New York based music ensemble

The New York Bandura Ensemble is a New York based music ensemble currently led by singer and bandurist Julian Kytasty. The ensemble is devoted to various forms and styles of Ukrainian music, from Renaissance and Baroque, through authentic folk, to contemporary and avantgarde music, presenting unusual repertoire through its "Bandura-Downtown" concert series. The ensemble plays an important role in preservation of Ukrainian folk music, as well as in dissemination thereof in North America. It has a longstanding residency at the Ukrainian Museum in New York City, and often collaborates with the Yara Arts Group.

The New York Bandura Ensemble has many different line-ups of musicians, depending on the nature of each project. Its members at various times include
- Julian Kytasty– music director.
- Natalia Honcharenko
- Michael Andrec
- Roman Turovsky
- Michael Alpert
- Gisburg
- Jurij Fedynskyj
- Ilya Temkin
- Victor Mishalow
- Frank London

The New York Bandura Ensemble receives support from the Center for Traditional Music and Dance and NYSCA.

==History==
The ensemble was originally established as a children's ensemble by rev.
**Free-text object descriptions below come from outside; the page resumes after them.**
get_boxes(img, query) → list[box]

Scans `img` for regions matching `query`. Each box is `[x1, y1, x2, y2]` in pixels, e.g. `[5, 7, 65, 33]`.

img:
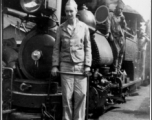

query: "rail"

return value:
[122, 79, 143, 89]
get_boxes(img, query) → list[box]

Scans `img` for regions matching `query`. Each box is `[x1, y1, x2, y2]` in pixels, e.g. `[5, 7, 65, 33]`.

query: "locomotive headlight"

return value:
[20, 0, 44, 13]
[20, 0, 58, 15]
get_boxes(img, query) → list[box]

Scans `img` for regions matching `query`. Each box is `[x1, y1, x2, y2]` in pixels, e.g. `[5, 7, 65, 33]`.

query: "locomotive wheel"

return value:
[92, 105, 106, 118]
[89, 86, 107, 117]
[89, 87, 99, 112]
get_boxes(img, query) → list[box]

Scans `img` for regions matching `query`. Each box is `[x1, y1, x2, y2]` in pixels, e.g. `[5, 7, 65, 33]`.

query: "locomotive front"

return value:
[3, 0, 63, 119]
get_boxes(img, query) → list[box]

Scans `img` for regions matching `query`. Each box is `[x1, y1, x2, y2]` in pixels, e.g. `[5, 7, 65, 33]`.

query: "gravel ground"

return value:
[95, 85, 150, 120]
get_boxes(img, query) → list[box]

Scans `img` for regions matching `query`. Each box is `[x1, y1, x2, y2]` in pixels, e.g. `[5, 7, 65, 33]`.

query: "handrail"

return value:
[2, 109, 16, 114]
[124, 30, 135, 38]
[58, 71, 84, 76]
[2, 67, 14, 109]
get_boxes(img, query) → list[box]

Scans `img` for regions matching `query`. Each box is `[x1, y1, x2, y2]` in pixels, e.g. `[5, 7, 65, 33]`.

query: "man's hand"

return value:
[109, 33, 114, 41]
[105, 33, 109, 38]
[120, 15, 125, 21]
[84, 66, 90, 76]
[51, 67, 59, 76]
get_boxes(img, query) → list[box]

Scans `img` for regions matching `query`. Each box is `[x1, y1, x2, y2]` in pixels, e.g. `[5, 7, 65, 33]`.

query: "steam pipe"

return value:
[3, 7, 36, 20]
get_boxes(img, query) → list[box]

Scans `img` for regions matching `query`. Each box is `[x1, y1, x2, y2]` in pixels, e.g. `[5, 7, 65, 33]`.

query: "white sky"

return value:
[123, 0, 151, 21]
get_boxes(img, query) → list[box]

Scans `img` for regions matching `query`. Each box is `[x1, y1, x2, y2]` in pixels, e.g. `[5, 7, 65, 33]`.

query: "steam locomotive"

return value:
[2, 0, 148, 120]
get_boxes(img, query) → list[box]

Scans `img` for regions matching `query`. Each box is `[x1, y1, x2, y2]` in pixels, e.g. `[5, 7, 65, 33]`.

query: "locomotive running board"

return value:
[122, 79, 142, 89]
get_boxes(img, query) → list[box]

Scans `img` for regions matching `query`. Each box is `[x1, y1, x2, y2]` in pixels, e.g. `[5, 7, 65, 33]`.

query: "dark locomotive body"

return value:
[2, 0, 149, 120]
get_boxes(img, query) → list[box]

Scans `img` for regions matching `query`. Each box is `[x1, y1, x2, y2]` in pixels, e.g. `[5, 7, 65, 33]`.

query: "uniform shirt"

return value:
[108, 12, 127, 38]
[52, 18, 92, 67]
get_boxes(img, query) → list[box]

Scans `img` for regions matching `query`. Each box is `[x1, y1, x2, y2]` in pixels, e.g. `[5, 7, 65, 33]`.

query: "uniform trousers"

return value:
[60, 62, 87, 120]
[110, 35, 125, 71]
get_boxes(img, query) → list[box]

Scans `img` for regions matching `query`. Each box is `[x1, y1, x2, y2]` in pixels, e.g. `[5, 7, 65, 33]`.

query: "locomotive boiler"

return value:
[2, 0, 146, 120]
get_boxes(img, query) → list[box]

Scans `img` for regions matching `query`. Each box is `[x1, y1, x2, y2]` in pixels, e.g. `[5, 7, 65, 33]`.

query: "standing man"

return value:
[51, 0, 92, 120]
[107, 2, 127, 73]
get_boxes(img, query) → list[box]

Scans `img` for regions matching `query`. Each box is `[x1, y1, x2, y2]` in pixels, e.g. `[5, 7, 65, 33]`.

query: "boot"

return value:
[118, 55, 124, 72]
[113, 59, 118, 73]
[114, 68, 118, 73]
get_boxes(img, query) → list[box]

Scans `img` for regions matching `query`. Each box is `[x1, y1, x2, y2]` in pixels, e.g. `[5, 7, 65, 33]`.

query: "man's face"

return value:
[65, 5, 77, 20]
[116, 7, 123, 16]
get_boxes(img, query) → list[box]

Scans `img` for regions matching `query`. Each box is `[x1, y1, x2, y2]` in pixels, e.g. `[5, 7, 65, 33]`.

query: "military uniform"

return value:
[52, 18, 92, 120]
[52, 19, 91, 66]
[108, 9, 127, 72]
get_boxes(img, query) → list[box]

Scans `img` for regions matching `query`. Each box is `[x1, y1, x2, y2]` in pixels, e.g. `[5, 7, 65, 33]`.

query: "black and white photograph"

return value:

Serhiy Pastukhiv in 1968. Under his direction the New York School of bandura and with it the New York Bandura Ensemble grew to encompass over 200 musicians and became a significant force in the Ukrainian community in New York.

In 1979 The ensemble was directed by Volodymyr Yurkevych before falling into the capable hands of Julian Kytasty. Under his direction the ensemble has gone through many transformations and recorded a number of CD's.